Genre like animation is picking up in recent times and it would be interesting to check if it becomes bigger than any of the genres
Code to print number of movies of each director
dr <- summary(movie.tot$director)
dr
## Christopher Nolan Steven Spielberg
## 7 7
## Martin Scorsese Alfred Hitchcock
## 7 7
## Stanley Kubrick Hayao Miyazaki
## 7 6
## Quentin Tarantino Sergio Leone
## 5 5
## Akira Kurosawa Charles Chaplin
## 5 5
## Billy Wilder Ridley Scott
## 5 4
## Ingmar Bergman Francis Ford Coppola
## 4 3
## Sidney Lumet Peter Jackson
## 3 3
## David Fincher Frank Capra
## 3 3
## James Cameron Pete Docter
## 3 3
## Clint Eastwood William Wyler
## 3 3
## Frank Darabont Robert Zemeckis
## 2 2
## Milos Forman Roman Polanski
## 2 2
## Andrew Stanton Orson Welles
## 2 2
## Fritz Lang David Lean
## 2 2
## George Roy Hill Guy Ritchie
## 2 2
## Terry Gilliam John Huston
## 2 2
## Ron Howard Denis Villeneuve
## 2 2
## Joel Coen Victor Fleming
## 2 2
## Federico Fellini Henri-Georges Clouzot
## 2 2
## Rob Reiner Alejandro G. Iñárritu
## 2 2
## Irvin Kershner Lana Wachowski
## 1 1
## George Lucas Fernando Meirelles
## 1 1
## Jonathan Demme Bryan Singer
## 1 1
## Roberto Benigni Luc Besson
## 1 1
## Tony Kaye Michael Curtiz
## 1 1
## Olivier Nakache Damien Chazelle
## 1 1
## Roger Allers Florian Henckel von Donnersmarck
## 1 1
## Giuseppe Tornatore Isao Takahata
## 1 1
## Sam Mendes Chan-wook Park
## 1 1
## Wolfgang Petersen Richard Marquand
## 1 1
## Mel Gibson Jean-Pierre Jeunet
## 1 1
## Darren Aronofsky Robert Mulligan
## 1 1
## Lee Unkrich Michel Gondry
## 1 1
## Vittorio De Sica John Lasseter
## 1 1
## Stanley Donen Curtis Hanson
## 1 1
## Brian De Palma Rajkumar Hirani
## 1 1
## Asghar Farhadi Thomas Vinterberg
## 1 1
## Gus Van Sant Joseph L. Mankiewicz
## 1 1
## Carol Reed Oliver Hirschbiegel
## 1 1
## Majid Majidi John McTiernan
## 1 1
## John Sturges Michael Mann
## 1 1
## Guillermo del Toro Lenny Abrahamson
## 1 1
## Elia Kazan Juan José Campanella
## 1 1
## Carl Theodor Dreyer Stanley Kramer
## 1 1
## Clyde Bruckman David Lynch
## 1 1
## F.W. Murnau Gavin O'Connor
## 1 1
## James McTeigue Yasujirô Ozu
## 1 1
## Michael Cimino Danny Boyle
## 1 1
## J.J. Abrams (Other)
## 1 52
No surprises here - movies of popular directors like Christopher Nolan, Steven spielberg, Martin Scorsese feature more in IMDB top 250 movies category
Code to analyze on budget of different genre movies. We have extracted average budget of movies belonging to each genre.There are several movies with NA category. We eliminated them and then convereted the column values to integer. In conversion as well, some of the values were converted to NA.

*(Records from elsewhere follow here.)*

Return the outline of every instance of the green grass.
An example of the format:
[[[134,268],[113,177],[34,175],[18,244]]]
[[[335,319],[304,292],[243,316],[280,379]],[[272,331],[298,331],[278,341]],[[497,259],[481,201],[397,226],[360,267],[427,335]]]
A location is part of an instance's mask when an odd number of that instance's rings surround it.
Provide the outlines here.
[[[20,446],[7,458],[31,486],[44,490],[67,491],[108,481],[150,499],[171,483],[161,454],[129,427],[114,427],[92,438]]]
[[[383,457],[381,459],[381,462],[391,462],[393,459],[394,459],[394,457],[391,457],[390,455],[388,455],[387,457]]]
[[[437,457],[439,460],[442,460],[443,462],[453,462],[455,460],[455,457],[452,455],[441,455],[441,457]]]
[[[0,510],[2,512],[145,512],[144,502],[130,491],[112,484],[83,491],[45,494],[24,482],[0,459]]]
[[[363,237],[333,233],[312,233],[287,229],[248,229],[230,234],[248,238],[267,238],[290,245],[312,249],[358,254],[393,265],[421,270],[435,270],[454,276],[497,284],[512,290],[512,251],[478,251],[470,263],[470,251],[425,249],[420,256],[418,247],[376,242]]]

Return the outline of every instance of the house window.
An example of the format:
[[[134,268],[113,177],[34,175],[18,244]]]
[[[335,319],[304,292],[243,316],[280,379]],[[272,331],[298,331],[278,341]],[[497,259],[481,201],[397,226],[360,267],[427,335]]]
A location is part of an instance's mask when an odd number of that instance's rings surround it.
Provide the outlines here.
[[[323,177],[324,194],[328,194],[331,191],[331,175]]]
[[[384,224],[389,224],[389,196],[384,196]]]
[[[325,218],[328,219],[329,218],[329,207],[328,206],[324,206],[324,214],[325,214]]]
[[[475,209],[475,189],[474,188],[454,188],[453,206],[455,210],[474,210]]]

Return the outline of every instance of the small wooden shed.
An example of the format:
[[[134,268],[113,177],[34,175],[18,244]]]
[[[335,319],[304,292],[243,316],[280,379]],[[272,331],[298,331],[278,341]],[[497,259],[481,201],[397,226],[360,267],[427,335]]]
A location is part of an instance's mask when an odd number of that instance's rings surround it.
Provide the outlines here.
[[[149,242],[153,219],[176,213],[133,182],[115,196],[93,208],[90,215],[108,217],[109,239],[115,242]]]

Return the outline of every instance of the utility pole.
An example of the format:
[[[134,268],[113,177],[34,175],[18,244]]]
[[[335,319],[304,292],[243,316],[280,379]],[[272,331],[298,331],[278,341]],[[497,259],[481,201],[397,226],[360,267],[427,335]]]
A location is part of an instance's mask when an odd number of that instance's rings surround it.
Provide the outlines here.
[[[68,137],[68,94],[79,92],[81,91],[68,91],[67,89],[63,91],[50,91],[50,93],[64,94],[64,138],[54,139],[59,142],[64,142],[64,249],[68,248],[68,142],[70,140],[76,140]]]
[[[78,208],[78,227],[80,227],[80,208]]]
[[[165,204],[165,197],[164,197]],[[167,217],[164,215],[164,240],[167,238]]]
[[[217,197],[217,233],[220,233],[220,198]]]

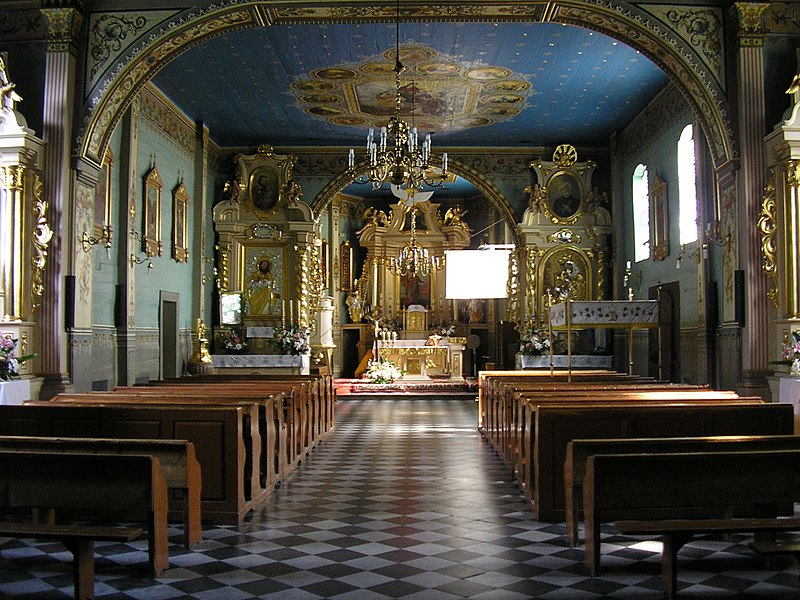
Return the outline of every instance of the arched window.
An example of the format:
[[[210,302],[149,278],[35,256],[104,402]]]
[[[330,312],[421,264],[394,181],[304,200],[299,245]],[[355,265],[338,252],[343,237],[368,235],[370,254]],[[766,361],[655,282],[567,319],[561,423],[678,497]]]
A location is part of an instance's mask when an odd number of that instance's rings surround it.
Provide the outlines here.
[[[694,160],[694,130],[689,123],[678,141],[678,226],[681,244],[697,241],[697,172]]]
[[[633,260],[650,258],[650,184],[647,165],[637,165],[633,171]]]

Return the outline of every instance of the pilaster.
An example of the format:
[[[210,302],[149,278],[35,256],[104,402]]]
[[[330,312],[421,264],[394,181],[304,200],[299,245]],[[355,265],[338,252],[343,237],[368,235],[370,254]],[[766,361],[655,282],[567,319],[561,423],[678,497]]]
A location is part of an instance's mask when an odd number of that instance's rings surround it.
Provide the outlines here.
[[[769,3],[738,2],[739,48],[736,53],[738,88],[738,129],[741,153],[736,189],[739,196],[738,261],[747,278],[745,283],[745,327],[742,331],[742,379],[751,381],[768,369],[769,305],[767,281],[761,255],[758,223],[765,183],[763,135],[764,120],[764,36]],[[724,197],[725,190],[720,190]],[[756,385],[758,383],[756,382]]]
[[[50,206],[55,235],[44,269],[44,293],[40,316],[42,333],[41,371],[45,381],[41,397],[65,389],[69,380],[65,328],[64,281],[74,275],[74,194],[76,183],[70,170],[73,107],[75,106],[76,48],[83,21],[75,8],[42,9],[47,21],[47,53],[44,81],[43,131],[45,142],[43,185]]]

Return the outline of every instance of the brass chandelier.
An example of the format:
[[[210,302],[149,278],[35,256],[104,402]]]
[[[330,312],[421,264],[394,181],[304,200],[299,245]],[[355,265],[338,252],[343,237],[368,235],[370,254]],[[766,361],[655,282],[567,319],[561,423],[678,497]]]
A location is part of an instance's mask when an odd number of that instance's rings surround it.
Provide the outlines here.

subsetBudgetData <- subset(movie.tot,select = c("genre","budget"))
subsetBudgetData1 <- subset(subsetBudgetData, subsetBudgetData$budget != 'NA')

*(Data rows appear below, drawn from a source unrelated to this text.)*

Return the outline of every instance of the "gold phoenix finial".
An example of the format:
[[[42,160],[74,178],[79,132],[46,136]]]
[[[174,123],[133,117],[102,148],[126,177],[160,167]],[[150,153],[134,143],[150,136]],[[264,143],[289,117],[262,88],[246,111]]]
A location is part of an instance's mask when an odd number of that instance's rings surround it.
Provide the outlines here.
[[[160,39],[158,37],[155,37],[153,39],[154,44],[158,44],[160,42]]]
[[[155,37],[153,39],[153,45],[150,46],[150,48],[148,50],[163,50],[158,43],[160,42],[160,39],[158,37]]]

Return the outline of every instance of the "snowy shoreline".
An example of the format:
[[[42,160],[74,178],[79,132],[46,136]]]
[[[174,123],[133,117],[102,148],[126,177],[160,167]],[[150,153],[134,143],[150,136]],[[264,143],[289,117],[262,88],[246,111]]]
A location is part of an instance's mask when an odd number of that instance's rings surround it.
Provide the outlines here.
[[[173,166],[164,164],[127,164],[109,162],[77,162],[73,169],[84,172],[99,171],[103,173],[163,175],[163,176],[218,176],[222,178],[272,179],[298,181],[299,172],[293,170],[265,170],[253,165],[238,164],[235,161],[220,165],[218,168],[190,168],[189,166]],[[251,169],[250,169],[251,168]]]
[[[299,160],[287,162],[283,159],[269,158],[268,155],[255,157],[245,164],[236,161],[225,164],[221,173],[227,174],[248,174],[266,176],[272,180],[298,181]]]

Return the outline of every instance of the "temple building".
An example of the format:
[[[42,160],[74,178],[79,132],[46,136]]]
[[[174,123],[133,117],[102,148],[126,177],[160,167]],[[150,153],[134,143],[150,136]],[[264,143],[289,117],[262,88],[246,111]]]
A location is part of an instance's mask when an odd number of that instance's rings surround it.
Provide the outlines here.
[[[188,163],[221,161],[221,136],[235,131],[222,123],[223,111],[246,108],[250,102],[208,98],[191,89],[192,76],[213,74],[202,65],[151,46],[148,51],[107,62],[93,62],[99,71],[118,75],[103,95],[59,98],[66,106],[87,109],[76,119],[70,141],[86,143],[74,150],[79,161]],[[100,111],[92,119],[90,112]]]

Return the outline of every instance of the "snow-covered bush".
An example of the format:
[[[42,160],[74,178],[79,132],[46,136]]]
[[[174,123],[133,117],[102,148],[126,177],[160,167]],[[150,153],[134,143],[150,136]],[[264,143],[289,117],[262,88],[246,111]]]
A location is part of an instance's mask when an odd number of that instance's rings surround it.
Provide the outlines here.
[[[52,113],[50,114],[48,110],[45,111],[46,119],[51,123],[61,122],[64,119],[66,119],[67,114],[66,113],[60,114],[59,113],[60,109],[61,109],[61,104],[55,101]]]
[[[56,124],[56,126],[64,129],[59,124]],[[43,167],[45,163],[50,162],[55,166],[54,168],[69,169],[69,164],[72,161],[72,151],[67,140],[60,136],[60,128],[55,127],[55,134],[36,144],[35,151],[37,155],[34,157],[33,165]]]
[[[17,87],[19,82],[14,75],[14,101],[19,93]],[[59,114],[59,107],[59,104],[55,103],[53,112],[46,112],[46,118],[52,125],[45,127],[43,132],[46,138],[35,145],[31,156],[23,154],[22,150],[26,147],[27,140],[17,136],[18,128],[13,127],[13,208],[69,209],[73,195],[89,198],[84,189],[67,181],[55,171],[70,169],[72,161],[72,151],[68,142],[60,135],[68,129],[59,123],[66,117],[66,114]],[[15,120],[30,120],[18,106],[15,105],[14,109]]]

subsetBudgetData1$budget <- as.integer(as.character(subsetBudgetData1$budget))
## Warning: NAs introduced by coercion to integer range
subsetBudgetData1 <- subset(subsetBudgetData1, subsetBudgetData1$budget != 'NA')
aggregate(subsetBudgetData1[2], list(subsetBudgetData1$genre), mean)
## Group.1 budget
## 1 Crime 67137610
## 2 Action 96976286
## 3 Biography 37186534
## 4 Adventure 53664335
## 5 Western 6100000
## 6 Drama 94435243
## 7 Comedy 156135641
## 8 Animation 108840000
## 9 Horror 21500000
## 10 Mystery 44500000
## 11 Sci-Fi 28000000
Top 3 categories in terms of average budget are Comedy, Animation and Action. While it can be understood that animation movies have bigger budgets because of investment in graphical technologies and action movies have bigger budgets because of outdoor shooting, it is surprising to see comedy genre in top 3.